Full cages were implemented in 1978 as a way to protect eyes and other serious facial injuries. It was not originally meant to protect against concussions, which weren't as prevalent at the time. The committee believes that three-quarter visors can continue to protect the face from most injuries, while also addressing the concussion issue.

Other changes

Meanwhile, the committee submitted a series of other changes for approval. The Playing Rules Oversight Panel will meet next month in order to give final approval on these, but it's largely considered a rubber stamp.

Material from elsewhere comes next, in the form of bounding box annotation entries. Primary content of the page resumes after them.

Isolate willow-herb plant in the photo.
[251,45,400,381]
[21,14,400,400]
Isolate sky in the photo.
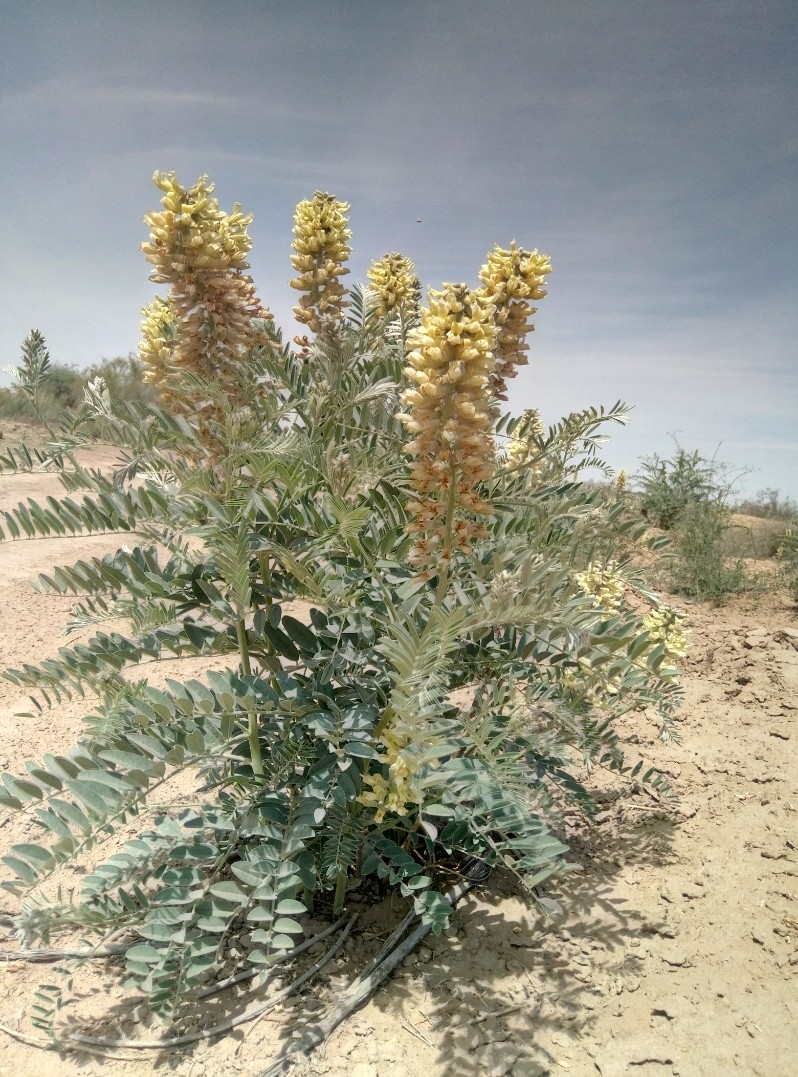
[0,0,798,500]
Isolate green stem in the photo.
[434,460,458,606]
[236,618,263,777]
[333,871,347,917]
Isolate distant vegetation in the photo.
[635,444,798,602]
[0,355,159,422]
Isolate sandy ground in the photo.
[0,430,798,1077]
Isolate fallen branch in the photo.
[0,915,358,1051]
[256,861,490,1077]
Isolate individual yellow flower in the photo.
[507,407,546,464]
[290,191,352,333]
[643,605,689,659]
[141,172,271,410]
[398,284,495,564]
[366,253,419,314]
[576,561,624,612]
[479,240,551,400]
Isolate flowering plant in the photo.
[0,173,683,1042]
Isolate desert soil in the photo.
[0,432,798,1077]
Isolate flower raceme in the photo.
[290,191,352,333]
[358,728,423,823]
[643,605,689,659]
[139,295,174,396]
[141,172,271,403]
[366,253,419,314]
[576,561,624,611]
[479,240,551,401]
[398,284,495,565]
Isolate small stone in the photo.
[349,1062,379,1077]
[471,1039,521,1077]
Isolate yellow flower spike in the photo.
[479,240,551,400]
[398,284,495,565]
[139,295,174,395]
[366,253,419,314]
[289,191,352,333]
[643,605,689,659]
[141,172,270,411]
[576,561,625,612]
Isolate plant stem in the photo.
[236,618,263,777]
[434,461,458,606]
[333,871,347,917]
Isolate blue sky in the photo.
[0,0,798,499]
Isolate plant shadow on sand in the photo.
[31,794,673,1077]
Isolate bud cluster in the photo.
[398,284,495,564]
[479,240,551,401]
[576,561,624,612]
[358,729,422,823]
[507,407,546,481]
[141,172,271,407]
[643,605,689,658]
[366,253,420,314]
[290,191,352,333]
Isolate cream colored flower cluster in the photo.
[290,191,352,333]
[507,407,546,465]
[643,605,689,658]
[358,729,423,823]
[366,253,420,314]
[398,284,495,565]
[479,240,551,400]
[141,172,271,403]
[139,295,174,390]
[576,561,624,612]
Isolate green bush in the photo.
[776,524,798,602]
[635,445,750,602]
[0,344,160,426]
[0,174,685,1043]
[736,487,798,520]
[671,504,751,602]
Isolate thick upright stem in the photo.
[236,618,263,775]
[333,871,347,917]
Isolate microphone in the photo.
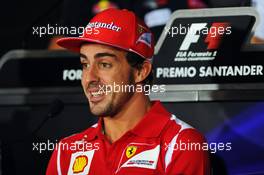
[32,99,64,135]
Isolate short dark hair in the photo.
[126,52,153,85]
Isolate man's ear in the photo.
[135,61,152,83]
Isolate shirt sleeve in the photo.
[165,129,210,175]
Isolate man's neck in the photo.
[103,94,151,143]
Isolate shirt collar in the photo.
[87,101,171,140]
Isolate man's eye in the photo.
[99,62,112,68]
[81,63,90,69]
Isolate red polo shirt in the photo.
[46,101,209,175]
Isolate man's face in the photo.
[80,44,134,117]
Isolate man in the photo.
[47,9,209,175]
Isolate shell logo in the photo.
[72,155,88,173]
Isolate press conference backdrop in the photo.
[0,8,264,175]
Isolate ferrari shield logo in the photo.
[126,146,137,158]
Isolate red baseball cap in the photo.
[57,9,154,59]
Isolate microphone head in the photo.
[48,99,64,118]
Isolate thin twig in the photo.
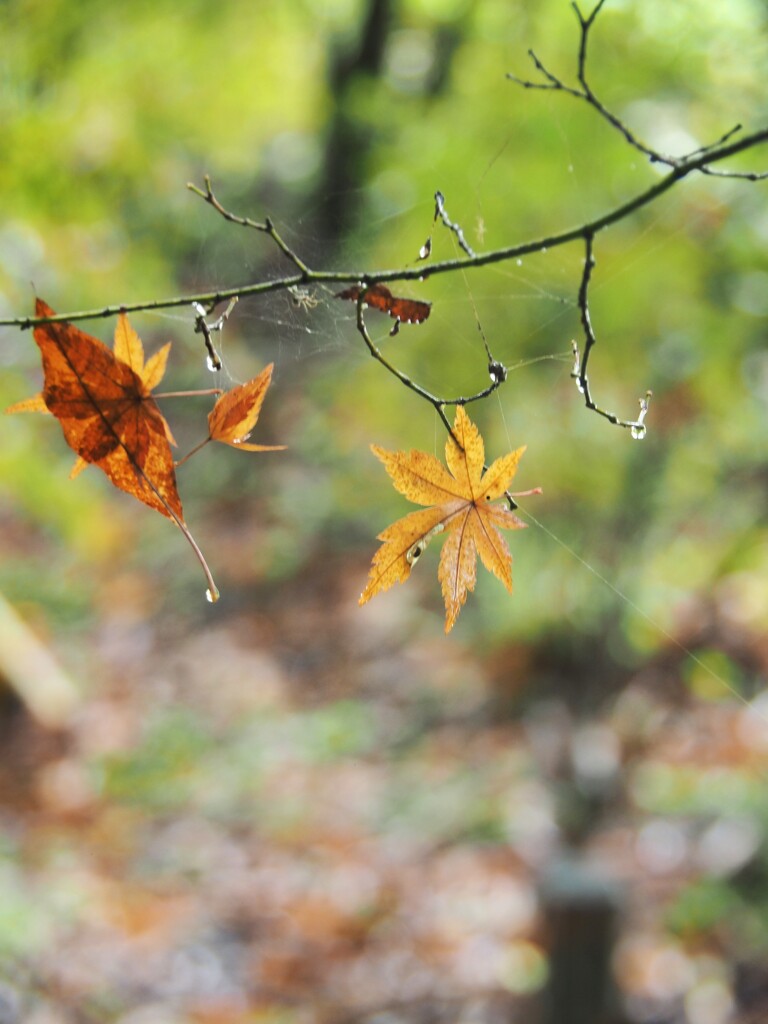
[0,127,768,330]
[570,234,650,439]
[434,190,475,257]
[186,174,309,273]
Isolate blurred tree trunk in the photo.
[317,0,392,248]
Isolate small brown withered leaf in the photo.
[208,362,286,452]
[336,285,432,324]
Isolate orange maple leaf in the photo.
[6,299,183,524]
[359,406,526,633]
[208,362,286,452]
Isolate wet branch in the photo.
[0,0,768,436]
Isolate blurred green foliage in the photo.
[0,0,768,656]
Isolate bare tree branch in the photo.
[0,0,768,436]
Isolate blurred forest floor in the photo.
[0,520,768,1024]
[0,0,768,1024]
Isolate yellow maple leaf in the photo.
[359,406,526,633]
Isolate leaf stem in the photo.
[152,387,224,398]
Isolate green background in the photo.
[0,0,768,1024]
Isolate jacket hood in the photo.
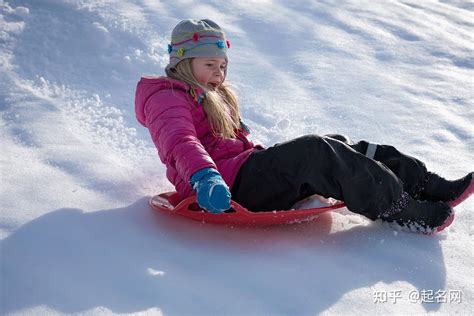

* The biggest change will be moving towards the NHL rule on net dislodgement. College hockey has been strict about disallowing goals if the net becomes dislodged at all before the puck goes in. Now, like in the NHL, if the posts remain in contact with the pegs or pins, the referee can allow the goal if it's determined the puck would have entered the net anyway between the normal position of the goal posts. This is only true if it's the defensive player that dislodged the net; if an offensive player did it, the goal will be disallowed.

* Again, moving towards the NHL interpretation, goals will be allowed off the skate as long as there's not a "distinct kicking motion." The rules committee has become more and more lenient in recent years, attempting a variety of different interpretations. This finally gets it in line with where the NHL currently stands.

* Without consensus on where to go with the overtimes, the committee recommended that the option be given for non-league games to play 4-on-4 for 5 minutes. If teams can't agree, the fallback will remain the usual 5-on-5 for 5 minutes.

* Going back to the original rule, and away from what the NHL is doing, college hockey will again make hand passes illegal in all zones. And, as with the icing rule, the team called for the hand pass will not be allowed to change its players before the ensuing defensive-zone faceoff.

* Beginning in 2013-14, a two-referee, two-linesman system will be mandatory in men's ice hockey. Additionally, goal judges are no longer required for NCAA games and will only be recommended.

* The committee voted to allow a postgame review of disqualification penalties by the on-ice officials. The conferences will be consulted on how best to implement a procedure. With plenty of video evidence available to officials these days, it was only natural that postgame reviews should be allowed.

* Michigan State coach Tom Anastos has been named the new chair of the committee, effective Sept. 1. This is not a trivial move, given Anastos' administrative experience, which will come of great use as the committee continues to work with the NCAA on the visors issue.